Jamie reconnects with an ex (Tom Welling) in ways that feel both emotionally genuine and desperately nostalgic—she wants him, but she also wants to be wanted, and she's not sure which is which. Megan Mullally appears as a mother figure whose own compromises hang over the film like a shadow of where Jamie might end up. Lola Tung's younger character suggests Decker's real interest: how women at different ages navigate diminished circumstances and the choices they've made.
The runtime moves quick, but Decker frequently holds scenes past their comedic punchline into something quieter and more desolate. There's a moment near the end where Jamie sits alone in a car in silence—no music, no dialogue. That silence is the film's most honest note.

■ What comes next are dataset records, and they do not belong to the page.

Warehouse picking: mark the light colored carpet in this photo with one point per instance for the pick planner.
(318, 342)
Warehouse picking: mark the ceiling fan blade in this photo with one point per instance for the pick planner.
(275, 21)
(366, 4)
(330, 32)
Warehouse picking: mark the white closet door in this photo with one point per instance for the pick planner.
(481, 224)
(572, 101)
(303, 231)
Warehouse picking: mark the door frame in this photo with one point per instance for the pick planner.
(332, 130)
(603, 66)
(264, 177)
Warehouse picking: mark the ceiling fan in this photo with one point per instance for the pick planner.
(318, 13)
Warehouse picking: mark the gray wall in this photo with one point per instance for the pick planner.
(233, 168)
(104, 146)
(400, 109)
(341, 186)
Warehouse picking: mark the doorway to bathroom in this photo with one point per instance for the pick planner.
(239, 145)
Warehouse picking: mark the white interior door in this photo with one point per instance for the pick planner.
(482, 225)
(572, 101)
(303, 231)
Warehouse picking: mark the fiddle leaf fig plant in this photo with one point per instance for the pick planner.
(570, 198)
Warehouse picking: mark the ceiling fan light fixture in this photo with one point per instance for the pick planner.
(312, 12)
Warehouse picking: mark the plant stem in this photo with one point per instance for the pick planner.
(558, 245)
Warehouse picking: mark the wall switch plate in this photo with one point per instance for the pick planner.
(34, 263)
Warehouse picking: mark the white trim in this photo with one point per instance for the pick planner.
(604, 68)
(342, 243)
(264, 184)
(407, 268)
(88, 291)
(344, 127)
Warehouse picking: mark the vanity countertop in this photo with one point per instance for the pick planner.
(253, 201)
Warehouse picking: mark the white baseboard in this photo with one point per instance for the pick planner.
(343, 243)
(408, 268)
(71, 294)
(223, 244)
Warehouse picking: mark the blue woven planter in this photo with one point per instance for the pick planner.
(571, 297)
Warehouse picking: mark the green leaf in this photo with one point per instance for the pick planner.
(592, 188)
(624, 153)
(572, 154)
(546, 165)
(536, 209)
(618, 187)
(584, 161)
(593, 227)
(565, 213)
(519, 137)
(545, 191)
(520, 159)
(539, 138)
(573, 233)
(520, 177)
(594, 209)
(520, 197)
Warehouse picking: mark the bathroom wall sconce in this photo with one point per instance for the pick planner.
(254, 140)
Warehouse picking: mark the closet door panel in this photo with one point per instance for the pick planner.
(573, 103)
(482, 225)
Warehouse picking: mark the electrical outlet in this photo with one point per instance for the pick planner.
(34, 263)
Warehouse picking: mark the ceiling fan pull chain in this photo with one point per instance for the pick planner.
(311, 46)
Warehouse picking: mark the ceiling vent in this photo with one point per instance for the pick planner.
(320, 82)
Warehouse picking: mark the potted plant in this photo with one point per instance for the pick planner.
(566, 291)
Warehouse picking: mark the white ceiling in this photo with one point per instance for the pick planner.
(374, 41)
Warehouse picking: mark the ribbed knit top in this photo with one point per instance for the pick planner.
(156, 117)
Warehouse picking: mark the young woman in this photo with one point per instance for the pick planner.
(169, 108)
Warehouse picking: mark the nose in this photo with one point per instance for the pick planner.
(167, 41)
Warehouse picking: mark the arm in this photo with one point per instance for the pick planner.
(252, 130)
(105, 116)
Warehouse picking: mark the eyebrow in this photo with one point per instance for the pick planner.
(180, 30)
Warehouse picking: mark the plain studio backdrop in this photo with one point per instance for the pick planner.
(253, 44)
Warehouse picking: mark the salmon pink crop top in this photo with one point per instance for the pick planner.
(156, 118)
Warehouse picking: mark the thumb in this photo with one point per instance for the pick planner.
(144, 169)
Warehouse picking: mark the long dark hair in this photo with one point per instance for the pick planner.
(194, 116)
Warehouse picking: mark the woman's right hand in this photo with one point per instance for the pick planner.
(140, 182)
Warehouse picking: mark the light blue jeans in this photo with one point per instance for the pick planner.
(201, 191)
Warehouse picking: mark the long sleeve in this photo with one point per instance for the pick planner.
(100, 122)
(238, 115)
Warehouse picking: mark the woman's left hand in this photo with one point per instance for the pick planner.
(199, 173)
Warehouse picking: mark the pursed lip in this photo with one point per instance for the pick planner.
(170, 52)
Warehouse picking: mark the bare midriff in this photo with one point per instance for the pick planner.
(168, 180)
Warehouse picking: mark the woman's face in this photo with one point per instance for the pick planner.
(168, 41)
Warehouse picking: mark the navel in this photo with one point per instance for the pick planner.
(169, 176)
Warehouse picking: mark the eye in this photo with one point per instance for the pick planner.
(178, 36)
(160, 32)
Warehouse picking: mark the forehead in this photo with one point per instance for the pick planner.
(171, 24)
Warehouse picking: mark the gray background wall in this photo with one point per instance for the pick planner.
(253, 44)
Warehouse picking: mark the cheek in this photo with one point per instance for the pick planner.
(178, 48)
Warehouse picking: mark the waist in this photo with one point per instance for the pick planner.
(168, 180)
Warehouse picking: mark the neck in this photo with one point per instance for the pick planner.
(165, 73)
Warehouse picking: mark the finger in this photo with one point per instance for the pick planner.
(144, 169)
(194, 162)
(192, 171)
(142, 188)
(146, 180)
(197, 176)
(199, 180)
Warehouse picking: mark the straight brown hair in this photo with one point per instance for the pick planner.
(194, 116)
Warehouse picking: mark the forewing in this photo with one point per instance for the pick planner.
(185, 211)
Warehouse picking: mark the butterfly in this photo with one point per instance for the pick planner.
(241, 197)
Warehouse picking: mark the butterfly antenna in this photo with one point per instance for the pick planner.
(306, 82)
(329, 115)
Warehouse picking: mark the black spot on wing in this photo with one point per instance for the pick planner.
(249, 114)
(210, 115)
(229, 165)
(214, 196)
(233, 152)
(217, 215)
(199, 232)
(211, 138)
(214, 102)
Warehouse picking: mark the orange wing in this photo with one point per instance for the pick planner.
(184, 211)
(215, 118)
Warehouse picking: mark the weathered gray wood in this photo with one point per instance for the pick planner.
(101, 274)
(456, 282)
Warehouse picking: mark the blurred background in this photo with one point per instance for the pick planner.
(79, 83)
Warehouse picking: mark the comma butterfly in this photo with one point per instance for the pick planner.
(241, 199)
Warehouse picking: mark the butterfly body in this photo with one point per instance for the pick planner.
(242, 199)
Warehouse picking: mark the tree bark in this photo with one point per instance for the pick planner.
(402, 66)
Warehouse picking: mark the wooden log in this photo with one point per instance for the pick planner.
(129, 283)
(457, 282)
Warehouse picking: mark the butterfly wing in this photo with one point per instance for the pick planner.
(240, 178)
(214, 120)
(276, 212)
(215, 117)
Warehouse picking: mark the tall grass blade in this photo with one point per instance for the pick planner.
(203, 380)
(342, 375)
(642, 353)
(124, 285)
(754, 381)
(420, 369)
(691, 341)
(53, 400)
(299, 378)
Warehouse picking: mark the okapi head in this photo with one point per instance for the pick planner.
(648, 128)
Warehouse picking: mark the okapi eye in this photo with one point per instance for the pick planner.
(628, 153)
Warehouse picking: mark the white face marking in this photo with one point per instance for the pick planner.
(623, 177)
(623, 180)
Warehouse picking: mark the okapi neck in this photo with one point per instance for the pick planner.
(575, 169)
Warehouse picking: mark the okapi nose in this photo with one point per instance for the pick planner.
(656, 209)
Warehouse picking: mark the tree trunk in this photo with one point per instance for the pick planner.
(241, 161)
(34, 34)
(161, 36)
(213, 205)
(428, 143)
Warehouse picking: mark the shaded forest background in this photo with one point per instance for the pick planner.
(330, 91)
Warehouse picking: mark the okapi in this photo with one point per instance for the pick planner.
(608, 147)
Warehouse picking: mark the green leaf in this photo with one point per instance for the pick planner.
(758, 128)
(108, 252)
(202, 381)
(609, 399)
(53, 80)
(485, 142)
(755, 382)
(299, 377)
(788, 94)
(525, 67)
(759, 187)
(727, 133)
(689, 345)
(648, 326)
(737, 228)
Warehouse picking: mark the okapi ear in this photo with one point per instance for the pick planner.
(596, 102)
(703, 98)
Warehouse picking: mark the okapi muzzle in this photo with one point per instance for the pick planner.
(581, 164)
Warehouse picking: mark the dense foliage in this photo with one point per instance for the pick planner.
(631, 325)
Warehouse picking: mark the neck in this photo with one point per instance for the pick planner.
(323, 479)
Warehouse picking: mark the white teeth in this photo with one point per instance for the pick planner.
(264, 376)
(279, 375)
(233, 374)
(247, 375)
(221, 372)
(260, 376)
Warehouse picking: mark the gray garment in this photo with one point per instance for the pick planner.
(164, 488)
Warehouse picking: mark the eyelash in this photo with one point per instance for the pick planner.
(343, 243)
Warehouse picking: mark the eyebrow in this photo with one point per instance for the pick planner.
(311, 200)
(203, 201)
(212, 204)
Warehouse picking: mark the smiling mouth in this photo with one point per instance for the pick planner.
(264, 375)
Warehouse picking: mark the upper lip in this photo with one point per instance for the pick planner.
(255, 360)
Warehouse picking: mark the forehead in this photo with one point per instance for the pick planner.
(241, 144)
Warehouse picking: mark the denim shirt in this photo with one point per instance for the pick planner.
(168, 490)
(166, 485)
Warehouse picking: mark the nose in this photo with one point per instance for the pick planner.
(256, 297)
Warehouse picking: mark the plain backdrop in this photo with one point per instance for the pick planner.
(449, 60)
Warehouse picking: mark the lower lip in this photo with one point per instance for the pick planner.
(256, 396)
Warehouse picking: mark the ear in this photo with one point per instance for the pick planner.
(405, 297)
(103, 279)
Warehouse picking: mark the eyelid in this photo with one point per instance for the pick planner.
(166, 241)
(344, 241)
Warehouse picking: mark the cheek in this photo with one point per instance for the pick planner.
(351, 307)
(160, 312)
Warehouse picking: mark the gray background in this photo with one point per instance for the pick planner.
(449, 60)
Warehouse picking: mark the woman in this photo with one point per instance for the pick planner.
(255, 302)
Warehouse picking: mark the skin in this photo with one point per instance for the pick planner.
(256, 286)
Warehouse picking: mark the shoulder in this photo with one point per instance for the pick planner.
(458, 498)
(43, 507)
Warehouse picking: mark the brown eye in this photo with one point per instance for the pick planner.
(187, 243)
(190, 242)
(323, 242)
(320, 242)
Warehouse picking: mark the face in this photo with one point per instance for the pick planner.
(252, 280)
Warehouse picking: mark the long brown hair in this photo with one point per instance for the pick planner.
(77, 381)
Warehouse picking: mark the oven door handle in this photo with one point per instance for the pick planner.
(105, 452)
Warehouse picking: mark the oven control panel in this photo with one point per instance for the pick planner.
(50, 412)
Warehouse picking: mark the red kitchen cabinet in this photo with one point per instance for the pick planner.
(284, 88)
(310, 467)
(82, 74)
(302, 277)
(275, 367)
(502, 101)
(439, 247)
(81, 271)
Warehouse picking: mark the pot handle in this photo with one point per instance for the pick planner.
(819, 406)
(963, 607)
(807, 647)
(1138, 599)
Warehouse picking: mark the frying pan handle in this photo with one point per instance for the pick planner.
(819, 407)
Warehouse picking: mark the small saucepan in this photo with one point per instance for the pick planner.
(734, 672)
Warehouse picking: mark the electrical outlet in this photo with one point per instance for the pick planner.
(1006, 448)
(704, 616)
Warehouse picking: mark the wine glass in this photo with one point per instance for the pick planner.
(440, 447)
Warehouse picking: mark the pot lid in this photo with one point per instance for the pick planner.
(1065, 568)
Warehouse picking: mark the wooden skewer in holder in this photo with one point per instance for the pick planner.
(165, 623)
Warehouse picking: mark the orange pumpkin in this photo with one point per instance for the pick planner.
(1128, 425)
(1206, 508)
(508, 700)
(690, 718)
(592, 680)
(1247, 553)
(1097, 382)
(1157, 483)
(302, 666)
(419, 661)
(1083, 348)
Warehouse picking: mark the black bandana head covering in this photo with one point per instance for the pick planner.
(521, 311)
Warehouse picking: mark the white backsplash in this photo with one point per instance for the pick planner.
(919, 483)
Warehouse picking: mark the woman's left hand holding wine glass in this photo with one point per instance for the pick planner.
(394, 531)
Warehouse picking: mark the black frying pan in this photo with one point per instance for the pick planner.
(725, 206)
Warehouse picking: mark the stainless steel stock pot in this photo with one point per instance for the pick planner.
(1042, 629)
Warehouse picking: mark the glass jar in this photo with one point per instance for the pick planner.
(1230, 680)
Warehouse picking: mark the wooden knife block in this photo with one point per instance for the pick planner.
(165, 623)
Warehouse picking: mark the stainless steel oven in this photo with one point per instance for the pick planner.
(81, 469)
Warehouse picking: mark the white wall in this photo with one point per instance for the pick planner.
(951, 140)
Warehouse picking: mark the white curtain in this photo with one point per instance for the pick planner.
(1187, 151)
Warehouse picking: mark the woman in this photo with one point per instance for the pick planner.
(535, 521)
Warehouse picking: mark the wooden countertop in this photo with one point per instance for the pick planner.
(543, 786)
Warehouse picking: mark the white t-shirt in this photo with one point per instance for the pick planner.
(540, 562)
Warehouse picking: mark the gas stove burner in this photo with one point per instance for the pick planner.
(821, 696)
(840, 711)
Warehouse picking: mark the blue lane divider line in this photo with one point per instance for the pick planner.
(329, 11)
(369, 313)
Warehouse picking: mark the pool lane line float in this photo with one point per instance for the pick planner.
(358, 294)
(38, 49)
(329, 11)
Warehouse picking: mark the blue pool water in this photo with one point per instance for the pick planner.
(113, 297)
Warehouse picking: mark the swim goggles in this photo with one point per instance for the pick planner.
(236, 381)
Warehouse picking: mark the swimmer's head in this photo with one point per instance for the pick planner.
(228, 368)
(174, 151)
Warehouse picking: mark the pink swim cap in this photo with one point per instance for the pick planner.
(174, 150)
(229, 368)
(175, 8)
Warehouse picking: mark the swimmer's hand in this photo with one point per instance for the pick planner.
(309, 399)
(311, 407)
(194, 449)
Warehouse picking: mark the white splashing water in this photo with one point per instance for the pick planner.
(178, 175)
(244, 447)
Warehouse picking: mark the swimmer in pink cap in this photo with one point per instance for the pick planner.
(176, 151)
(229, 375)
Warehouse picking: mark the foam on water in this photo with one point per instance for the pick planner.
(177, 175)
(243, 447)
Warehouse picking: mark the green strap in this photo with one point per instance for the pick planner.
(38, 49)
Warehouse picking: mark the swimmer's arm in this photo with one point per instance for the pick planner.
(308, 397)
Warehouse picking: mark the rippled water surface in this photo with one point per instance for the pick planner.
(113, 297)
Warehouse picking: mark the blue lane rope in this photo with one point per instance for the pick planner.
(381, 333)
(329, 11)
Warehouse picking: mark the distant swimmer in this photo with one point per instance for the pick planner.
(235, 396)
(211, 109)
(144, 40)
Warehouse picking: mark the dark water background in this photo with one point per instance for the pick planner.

Chasing Summer splits critics predictably. Those who like Shlesinger's wit and Decker's cold visual style find things to value. Others see a fundamental mismatch between a director interested in unease and material built for comedic catharsis. Both readings make sense. The film sometimes feels like two different movies competing for control.
What keeps Chasing Summer from working as a whole is Decker's refusal to give Shlesinger's script the emotional payoff it occasionally seeks. She shoots warmth with subtle skepticism, as though beauty itself needs interrogation. Yet this refusal becomes the film's best asset: it insists that coming home is always regressive, that nostalgia conceals as much as it shows, that the people we were are ghosts haunting the people we've become.